A significant minority of oncologists in that study (22 of 74) viewed palliative care as an alternative to cancer therapy. Writing in the Journal of Oncology Practice (2014;10: e37-e44), Schenker and her coauthors quoted one oncologist who said “If a patient is a chemotherapy candidate, they’re not a palliative care candidate.”
Lisa VanderWel, Senior Administrator at Spectrum Health Hospice, said engaging physicians is a key component of her plan for participating in the Medicare Care Choices program. Spectrum Health Hospice, part of the Spectrum Health system, is one of 10 hospices in Michigan chosen to participate in the program.
“We are definitely going to go in front of our physician groups to educate them on this program,” she said. “We want the physicians to know what they can expect us to do for their patients at home. Communication and partnership are what’s really going to give patients the support they need.”
‘Not a Tipping Point’
Meier said she sees the Care Choices program as a good idea for increasing patients’ access to palliative care and hospice services, but not one that will bring about a tipping point.
“It’s just one lever among many that need to be applied, but by itself, it will certainly not be enough,” she said. “What we are seeing is a need for a culture change, not only in oncology but also in many specialties that care for people with serious complex illnesses.”
New Value-Based Payment Incentives
Meier advocates for new value-based payment incentives that encourage health care providers to engage patients in discussions about what to expect in the future and what matters most to them if their illness progresses; greater support for patients in their homes; and changes in medical education.

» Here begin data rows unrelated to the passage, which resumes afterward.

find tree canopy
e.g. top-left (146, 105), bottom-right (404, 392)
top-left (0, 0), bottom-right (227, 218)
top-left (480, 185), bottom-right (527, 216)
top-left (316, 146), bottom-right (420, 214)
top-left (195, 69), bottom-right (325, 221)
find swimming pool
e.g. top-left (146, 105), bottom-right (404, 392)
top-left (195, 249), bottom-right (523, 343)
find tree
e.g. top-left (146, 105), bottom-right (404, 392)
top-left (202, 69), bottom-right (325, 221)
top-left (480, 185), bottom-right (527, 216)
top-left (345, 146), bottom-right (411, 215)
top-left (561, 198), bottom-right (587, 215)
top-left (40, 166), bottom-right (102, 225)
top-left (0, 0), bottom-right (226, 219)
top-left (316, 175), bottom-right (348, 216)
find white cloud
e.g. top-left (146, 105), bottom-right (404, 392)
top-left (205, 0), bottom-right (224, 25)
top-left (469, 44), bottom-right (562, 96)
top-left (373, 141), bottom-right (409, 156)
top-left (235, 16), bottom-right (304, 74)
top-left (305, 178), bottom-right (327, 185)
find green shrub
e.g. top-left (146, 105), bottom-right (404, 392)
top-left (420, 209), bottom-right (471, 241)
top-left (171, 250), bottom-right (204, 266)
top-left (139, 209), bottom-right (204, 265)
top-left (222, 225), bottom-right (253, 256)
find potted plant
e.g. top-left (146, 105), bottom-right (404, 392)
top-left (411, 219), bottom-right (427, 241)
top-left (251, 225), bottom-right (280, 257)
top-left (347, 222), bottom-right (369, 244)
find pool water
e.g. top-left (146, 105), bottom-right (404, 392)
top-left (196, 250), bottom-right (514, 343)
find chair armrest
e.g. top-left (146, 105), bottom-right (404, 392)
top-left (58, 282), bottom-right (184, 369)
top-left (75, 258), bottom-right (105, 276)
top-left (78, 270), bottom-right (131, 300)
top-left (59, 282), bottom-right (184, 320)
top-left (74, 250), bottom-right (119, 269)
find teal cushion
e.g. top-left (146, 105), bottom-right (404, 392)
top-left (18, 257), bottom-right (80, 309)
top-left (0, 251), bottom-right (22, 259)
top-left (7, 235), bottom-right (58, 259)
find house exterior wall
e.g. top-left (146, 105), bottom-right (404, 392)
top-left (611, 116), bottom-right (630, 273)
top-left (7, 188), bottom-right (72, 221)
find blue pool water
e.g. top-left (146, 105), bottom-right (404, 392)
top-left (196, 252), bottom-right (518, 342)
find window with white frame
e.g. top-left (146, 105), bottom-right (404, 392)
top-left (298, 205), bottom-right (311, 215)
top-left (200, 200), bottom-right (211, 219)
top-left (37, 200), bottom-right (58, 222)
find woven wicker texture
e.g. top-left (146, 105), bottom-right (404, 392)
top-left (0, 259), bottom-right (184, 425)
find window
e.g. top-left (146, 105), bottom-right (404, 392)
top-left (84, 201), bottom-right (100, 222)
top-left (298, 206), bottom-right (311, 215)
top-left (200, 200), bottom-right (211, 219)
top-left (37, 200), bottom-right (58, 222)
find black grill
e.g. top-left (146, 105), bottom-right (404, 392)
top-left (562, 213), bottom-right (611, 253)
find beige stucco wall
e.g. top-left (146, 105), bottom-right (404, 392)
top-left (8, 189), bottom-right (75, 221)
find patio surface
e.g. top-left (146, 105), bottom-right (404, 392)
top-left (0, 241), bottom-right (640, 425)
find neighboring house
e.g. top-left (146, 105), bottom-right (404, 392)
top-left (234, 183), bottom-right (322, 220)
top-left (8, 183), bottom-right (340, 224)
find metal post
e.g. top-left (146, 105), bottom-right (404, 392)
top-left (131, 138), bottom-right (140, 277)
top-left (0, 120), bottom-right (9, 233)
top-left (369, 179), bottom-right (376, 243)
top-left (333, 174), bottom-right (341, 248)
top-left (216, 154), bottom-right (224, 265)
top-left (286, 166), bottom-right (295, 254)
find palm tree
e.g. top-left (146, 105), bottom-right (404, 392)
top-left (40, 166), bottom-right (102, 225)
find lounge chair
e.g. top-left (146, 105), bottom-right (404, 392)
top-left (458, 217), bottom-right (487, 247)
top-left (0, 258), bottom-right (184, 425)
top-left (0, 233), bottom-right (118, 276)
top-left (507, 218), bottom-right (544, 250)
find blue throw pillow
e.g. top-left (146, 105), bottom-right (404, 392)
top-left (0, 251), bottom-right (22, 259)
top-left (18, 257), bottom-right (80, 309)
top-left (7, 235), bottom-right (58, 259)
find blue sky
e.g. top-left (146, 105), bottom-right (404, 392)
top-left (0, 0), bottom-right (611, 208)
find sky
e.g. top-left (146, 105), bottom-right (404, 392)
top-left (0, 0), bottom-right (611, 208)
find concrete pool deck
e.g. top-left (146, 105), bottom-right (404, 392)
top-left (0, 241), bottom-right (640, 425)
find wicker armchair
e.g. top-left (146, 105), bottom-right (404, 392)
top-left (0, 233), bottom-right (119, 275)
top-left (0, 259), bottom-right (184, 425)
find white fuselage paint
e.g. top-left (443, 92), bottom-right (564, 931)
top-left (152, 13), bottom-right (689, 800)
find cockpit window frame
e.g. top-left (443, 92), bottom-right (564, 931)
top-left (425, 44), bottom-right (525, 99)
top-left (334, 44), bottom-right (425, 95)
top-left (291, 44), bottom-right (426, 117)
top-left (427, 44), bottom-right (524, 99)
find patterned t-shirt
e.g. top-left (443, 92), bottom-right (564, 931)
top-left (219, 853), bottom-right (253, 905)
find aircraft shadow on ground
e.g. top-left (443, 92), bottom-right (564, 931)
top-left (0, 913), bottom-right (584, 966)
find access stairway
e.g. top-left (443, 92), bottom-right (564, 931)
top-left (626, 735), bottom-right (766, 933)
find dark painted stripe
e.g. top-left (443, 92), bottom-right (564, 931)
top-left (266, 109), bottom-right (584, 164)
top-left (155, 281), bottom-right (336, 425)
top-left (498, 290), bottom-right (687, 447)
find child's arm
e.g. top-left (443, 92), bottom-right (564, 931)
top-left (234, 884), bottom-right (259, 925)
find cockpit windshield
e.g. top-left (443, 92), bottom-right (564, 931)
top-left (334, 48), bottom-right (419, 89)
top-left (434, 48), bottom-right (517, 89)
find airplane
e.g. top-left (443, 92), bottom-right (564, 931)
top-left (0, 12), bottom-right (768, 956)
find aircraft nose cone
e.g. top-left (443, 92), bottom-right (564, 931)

“The training of clinicians has been totally focused on the latest disease treatment,” she said. “It really has not included--and does not include even today--helping specialists such as oncologists to understand that there’s a lot more to the role of being a patient’s doctor than administering chemo or radiation or recommending surgery.”
Until now, Medicare’s payment policy has forced patients to choose either hospice care without access to their cancer physician or curative therapy without access to hospice services. Severing the patient/physician relationship when the patient is very ill does not feel right to either the patient or the physician.
“I’ve had many patients say, ‘I don’t understand why my oncologist is not in touch with me.’ And the oncologist says to me, ‘I can’t do anything for them; they’re on hospice,” Meier said. “And that’s sort of tragic because it trivializes the doctor-patient relationship to one of administering chemotherapy.”
VanderWel, at Spectrum Health Hospice, said she expects that physicians will embrace Medicare Care Choices when it becomes available: “I’m hopeful that they’re going to find this as quite a relief because they can continue with their treatment plan for their patients and we can provide patients the care that they need at home.”
The Medicare Care Choices Model is available for patients who:
● Have been enrolled in traditional Medicare for at least two years--patients who participate in Medicare Advantage or other managed care plan are not eligible;
● Have a diagnosis for terminal cancer, chronic obstructive pulmonary disease, congestive heart failure, or HIV/AIDS and meet the hospice definition of terminal illness;
● Have had at least two hospitalizations in the past year related to the qualifying diagnosis;
● Are expected to live six months or less;
● Live in a traditional home;
● Have not received hospice benefits in the past month; and
● Live in an area served by a hospice participating in the new program.